07. September 2011 17:16
  • Artikelbild: Der deutsche Künstler Anselm Kiefer huldigt bei Ropac der 
transformatorischen Energie des Wassers: In die Halle der Galerie sind 
die ganz großen Formate des neuen Werkblocks "Alkahest", darunter die 
großen Vitrinen des alchimistischen "Opus magnum", ausgewichen. - Foto: Duprat/Ropac

    Der deutsche Künstler Anselm Kiefer huldigt bei Ropac der transformatorischen Energie des Wassers: In die Halle der Galerie sind die ganz großen Formate des neuen Werkblocks "Alkahest", darunter die großen Vitrinen des alchimistischen "Opus magnum", ausgewichen.

Anselm Kiefer braut in Salzburg in der Galerie Ropac ein Königswasser: "Alkahest"

Salzburg - Im Hortus Philosophorum, dem Garten der Alchemisten, steht Athanor in der Mitte. Athanor heißt der Ofen, auf dem die Alchemisten, angetrieben von dem Wunsch, einfachste in edelste Metalle zu verwandeln, ihre Mixturen brauten. Das "Opus magnum" - aus Blei Gold zu machen - gelang ihnen zwar nie, die Kraft der Verzweiflung schuf jedoch so manch andere Überraschung.

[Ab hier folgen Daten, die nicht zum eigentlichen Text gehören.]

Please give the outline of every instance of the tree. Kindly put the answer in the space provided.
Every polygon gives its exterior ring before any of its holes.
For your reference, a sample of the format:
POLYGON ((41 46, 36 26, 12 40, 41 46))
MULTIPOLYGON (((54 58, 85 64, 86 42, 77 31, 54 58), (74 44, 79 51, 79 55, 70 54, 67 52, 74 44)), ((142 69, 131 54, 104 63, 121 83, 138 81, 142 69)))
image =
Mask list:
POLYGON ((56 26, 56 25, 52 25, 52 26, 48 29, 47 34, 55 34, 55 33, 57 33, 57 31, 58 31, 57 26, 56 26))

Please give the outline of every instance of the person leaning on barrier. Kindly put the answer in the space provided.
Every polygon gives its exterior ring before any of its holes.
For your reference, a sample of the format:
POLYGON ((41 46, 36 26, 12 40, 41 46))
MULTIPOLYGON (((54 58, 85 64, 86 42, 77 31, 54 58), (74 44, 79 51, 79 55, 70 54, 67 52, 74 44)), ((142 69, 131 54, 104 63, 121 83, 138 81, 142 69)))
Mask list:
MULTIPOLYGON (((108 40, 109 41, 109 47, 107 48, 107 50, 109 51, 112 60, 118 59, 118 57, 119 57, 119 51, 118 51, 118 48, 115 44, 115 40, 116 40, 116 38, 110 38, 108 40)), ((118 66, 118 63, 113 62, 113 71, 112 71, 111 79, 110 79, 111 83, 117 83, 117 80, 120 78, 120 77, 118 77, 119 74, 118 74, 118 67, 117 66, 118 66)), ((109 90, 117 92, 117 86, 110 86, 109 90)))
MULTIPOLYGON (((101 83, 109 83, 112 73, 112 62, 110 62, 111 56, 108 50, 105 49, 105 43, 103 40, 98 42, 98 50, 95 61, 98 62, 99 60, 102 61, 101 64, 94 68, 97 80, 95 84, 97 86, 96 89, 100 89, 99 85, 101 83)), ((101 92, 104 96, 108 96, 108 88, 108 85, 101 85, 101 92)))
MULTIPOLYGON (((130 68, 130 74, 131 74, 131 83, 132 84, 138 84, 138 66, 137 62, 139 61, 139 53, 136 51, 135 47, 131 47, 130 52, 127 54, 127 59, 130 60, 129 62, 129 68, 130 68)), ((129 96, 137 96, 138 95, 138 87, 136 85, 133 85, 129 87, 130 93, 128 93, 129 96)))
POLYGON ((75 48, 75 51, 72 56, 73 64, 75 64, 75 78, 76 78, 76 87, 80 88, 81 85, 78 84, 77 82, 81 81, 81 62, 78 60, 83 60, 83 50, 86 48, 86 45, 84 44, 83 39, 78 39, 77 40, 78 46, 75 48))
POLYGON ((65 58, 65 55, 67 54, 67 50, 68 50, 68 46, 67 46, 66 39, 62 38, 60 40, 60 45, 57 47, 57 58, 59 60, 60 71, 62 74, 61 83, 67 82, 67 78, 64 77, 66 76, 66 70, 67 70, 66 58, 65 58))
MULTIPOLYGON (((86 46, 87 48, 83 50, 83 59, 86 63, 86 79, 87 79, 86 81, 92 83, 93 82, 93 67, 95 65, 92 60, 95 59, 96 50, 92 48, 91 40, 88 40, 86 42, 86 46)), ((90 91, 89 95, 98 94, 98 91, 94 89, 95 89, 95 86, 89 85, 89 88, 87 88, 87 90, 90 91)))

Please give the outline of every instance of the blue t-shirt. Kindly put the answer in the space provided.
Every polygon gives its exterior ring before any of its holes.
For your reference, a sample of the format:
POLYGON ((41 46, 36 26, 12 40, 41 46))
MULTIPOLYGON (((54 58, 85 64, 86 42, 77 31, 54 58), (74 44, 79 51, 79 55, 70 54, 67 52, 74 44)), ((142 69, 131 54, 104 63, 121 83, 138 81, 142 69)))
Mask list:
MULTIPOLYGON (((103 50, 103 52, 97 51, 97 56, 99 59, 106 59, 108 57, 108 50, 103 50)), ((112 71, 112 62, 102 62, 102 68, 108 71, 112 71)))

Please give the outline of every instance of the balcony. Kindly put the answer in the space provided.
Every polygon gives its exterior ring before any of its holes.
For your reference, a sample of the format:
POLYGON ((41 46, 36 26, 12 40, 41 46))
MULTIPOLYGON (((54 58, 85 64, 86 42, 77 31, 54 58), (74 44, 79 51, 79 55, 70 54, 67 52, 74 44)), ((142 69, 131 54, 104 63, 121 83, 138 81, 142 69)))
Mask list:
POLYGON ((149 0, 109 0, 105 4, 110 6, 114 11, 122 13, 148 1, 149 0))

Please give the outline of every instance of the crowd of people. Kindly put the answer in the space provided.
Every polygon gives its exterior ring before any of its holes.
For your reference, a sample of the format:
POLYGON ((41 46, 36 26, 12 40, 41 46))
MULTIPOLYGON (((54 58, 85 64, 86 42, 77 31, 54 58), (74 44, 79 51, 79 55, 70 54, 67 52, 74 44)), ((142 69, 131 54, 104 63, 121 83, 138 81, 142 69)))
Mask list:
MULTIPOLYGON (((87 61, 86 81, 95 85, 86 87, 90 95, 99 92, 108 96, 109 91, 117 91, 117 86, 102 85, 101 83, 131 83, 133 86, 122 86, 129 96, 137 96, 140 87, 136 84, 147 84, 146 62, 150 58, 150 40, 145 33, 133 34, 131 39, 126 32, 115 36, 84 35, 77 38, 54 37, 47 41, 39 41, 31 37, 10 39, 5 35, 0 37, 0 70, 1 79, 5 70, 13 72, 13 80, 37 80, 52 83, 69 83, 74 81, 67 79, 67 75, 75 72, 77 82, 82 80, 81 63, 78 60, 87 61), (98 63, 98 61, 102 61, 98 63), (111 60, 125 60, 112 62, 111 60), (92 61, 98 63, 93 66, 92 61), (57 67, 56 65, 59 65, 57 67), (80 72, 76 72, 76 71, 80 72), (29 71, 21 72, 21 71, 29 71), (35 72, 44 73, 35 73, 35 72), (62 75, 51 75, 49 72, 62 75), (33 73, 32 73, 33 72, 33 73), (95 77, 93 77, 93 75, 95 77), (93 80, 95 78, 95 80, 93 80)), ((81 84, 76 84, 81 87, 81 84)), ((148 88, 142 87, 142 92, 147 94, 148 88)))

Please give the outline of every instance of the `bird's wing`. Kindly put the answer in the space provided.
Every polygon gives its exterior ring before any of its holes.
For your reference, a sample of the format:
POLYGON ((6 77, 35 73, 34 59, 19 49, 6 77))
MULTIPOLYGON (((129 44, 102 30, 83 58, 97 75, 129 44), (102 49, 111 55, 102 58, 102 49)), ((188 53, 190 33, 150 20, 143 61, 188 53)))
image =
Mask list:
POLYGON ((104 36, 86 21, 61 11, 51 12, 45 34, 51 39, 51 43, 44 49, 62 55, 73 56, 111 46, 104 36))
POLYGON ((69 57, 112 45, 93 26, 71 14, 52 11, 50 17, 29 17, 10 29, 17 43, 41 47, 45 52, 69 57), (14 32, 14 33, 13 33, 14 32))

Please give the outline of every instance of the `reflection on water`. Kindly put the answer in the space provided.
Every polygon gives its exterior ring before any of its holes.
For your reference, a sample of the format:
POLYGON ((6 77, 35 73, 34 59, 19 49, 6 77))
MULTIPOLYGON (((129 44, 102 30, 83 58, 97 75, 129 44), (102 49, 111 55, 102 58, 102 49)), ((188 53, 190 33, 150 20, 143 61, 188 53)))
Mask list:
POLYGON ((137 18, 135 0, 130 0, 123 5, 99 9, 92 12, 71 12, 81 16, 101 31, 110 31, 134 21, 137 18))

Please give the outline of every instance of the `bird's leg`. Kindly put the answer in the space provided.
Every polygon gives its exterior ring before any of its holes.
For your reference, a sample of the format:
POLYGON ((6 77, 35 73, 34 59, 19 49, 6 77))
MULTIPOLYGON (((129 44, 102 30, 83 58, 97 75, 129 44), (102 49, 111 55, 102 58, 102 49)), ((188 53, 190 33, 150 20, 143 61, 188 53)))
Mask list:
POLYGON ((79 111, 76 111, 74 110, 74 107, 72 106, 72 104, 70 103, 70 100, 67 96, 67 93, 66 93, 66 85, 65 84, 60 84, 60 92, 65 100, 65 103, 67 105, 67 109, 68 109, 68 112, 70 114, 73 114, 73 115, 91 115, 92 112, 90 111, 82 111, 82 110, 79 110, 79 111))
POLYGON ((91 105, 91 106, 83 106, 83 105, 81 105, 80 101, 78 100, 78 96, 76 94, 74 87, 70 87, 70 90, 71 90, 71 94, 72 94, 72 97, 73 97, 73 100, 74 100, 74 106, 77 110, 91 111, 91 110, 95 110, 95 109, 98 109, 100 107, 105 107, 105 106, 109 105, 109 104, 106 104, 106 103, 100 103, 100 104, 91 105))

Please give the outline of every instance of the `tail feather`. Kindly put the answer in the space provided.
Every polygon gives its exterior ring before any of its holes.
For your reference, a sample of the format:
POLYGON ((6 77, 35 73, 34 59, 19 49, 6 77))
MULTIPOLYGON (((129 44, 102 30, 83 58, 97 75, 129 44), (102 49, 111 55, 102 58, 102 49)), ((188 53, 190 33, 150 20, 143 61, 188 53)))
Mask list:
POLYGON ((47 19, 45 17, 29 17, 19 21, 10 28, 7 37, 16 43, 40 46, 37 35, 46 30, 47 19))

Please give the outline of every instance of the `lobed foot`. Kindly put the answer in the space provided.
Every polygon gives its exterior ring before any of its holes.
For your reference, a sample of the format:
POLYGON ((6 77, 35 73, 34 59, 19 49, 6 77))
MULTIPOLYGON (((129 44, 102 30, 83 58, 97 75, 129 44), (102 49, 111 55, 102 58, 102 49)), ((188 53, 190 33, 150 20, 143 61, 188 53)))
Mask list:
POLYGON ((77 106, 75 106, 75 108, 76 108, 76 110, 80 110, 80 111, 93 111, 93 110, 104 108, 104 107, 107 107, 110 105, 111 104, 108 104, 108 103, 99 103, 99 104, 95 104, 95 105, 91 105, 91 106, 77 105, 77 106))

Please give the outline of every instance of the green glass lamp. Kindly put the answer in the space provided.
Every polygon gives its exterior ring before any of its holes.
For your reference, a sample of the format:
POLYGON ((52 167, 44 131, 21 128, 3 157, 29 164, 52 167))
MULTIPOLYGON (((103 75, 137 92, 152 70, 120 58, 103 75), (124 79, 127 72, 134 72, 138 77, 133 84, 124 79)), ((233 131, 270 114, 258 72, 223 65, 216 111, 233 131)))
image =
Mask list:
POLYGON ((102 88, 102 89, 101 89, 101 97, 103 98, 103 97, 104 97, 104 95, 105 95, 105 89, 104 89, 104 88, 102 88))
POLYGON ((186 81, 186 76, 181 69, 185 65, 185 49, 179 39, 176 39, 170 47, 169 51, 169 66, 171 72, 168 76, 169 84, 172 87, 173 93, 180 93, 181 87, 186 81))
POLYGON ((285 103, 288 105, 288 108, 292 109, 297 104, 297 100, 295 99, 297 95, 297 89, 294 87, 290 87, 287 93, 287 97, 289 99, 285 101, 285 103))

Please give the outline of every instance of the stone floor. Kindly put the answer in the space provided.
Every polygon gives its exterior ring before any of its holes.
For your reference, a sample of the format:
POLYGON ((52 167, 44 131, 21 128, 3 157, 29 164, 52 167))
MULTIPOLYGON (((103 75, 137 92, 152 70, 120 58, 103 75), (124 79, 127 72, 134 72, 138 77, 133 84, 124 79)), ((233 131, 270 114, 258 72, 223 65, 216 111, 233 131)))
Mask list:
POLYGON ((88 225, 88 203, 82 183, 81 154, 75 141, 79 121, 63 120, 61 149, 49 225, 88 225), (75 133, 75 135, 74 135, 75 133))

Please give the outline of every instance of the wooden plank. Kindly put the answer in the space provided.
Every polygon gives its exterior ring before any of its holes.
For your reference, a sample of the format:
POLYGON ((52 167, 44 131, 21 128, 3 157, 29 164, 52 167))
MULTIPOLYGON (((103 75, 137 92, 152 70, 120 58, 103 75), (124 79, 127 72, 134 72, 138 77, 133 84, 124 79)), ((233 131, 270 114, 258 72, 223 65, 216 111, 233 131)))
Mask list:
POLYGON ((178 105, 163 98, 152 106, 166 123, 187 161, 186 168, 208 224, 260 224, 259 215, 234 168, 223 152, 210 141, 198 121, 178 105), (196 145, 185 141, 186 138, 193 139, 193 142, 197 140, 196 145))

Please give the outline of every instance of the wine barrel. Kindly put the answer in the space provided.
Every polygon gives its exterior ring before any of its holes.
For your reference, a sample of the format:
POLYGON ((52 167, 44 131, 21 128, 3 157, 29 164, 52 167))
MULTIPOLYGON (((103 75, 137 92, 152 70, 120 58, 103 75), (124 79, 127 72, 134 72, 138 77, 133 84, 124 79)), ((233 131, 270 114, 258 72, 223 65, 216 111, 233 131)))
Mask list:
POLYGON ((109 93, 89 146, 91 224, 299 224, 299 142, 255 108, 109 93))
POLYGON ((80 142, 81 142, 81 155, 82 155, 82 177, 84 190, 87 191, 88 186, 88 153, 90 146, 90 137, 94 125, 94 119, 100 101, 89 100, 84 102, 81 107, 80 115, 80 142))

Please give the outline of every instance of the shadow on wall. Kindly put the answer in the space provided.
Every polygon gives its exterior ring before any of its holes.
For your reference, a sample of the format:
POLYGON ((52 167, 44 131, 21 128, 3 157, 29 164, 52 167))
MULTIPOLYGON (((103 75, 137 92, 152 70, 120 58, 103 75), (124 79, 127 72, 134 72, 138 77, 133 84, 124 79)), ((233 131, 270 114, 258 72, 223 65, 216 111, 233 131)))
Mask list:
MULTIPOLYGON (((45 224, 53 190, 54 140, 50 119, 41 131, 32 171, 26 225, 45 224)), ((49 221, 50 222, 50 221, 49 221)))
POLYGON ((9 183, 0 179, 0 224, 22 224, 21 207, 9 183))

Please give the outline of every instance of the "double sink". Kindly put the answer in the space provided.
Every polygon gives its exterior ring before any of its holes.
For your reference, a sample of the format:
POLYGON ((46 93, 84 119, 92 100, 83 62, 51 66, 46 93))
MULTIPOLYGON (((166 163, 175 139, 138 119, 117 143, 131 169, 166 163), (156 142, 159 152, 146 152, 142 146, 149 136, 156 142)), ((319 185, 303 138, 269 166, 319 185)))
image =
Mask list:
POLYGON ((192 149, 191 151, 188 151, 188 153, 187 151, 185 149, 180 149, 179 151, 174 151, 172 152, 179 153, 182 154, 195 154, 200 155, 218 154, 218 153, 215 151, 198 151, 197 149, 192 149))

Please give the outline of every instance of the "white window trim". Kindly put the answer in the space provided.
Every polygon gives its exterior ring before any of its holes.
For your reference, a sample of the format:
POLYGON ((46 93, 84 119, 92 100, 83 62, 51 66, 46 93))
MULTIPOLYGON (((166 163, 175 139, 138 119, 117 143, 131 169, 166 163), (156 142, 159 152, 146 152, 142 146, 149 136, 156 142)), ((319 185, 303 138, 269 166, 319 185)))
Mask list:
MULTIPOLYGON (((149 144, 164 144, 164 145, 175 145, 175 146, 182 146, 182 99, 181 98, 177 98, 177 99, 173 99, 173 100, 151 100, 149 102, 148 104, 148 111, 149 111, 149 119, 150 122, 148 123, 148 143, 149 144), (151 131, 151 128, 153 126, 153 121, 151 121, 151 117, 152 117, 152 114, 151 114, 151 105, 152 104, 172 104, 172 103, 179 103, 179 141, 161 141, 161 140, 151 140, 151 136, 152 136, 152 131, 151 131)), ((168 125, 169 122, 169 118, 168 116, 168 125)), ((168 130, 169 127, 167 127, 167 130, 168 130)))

Mit dem Tode bedroht, so erzählt es Anselm Kiefer (geb. 1945), schuf ein Aurum suchender Alchemist das weiße Gold der Sachsen (Meißener Porzellan). Wie andere Werkzeuge der Alchemisten, etwa Waage und Zange, ist der Superofen wiederkehrendes Motiv bei Kiefer. Ausstellungstitel, so etwa Hortus Philosophorum 2009 bei Gagosian in Rom, belegen seine Passion für die Alchemie. Sie verleitete ihn sogar dazu, Sohn Vergil im drittem Namen Athanor zu taufen.

Dem Alchemistentraum von der magischen Verwandlung folgt Kiefers Werk aber sogar im unmittelbarsten Wortsinn: Einfachste Materialien, wie etwa Blei, Lehm, Salz oder Pflanzen, finden zu bedeutungsschweren, an Lyrik, Philosophie, Mythologie und Altem Testament befruchteten Gemälden und Objekten zusammen. Im Vergleich mit einem Bild des Beuys-Schülers verblasst die Kapital-erhaltende Kraft von Gold geradezu: Für 200.000 bis 900.000 Euro wurden bereits bei der Vernissage fast alle Werke seiner jüngsten Serie Alkahest verkauft. Benannt ist sie nach einem hypothetischen Wunderwasser der Alchemisten, das in der Lage wäre, jede Substanz, sogar Gold, aufzulösen.

Als formenwandelndes, die Materie aufspaltendes Königswässerchen entpuppt sich in der Ausstellung allerdings simples Wasser. Ganze Bergmassive werden von ihm erodiert, von der Kraft gefrorenen Wassers emporgehoben oder geborsten. Wandernd hat Kiefer diesen Naturphänomenen gehuldigt, etwa den steirischen Grimming mit tausenden Fotos "ausgemessen". In seinem Mystizismus sind Berg, Fels und Stein dankbare Symbole für Geschichtlichkeit. Ein karger Boden, auf dem aber interpretative Samenkörnchen zu Geschichte und Politik prächtig gedeihen. Die (Bild-)Zutaten bleiben mehr oder minder gleich, allerdings geht die Variation der Elemente gegen unendlich. Den Alchimisten-Ahnen Kiefers brachte das jedoch kein Geld ein.  (Anne Katrin Feßler / DER STANDARD, Printausgabe, 8.9.2011)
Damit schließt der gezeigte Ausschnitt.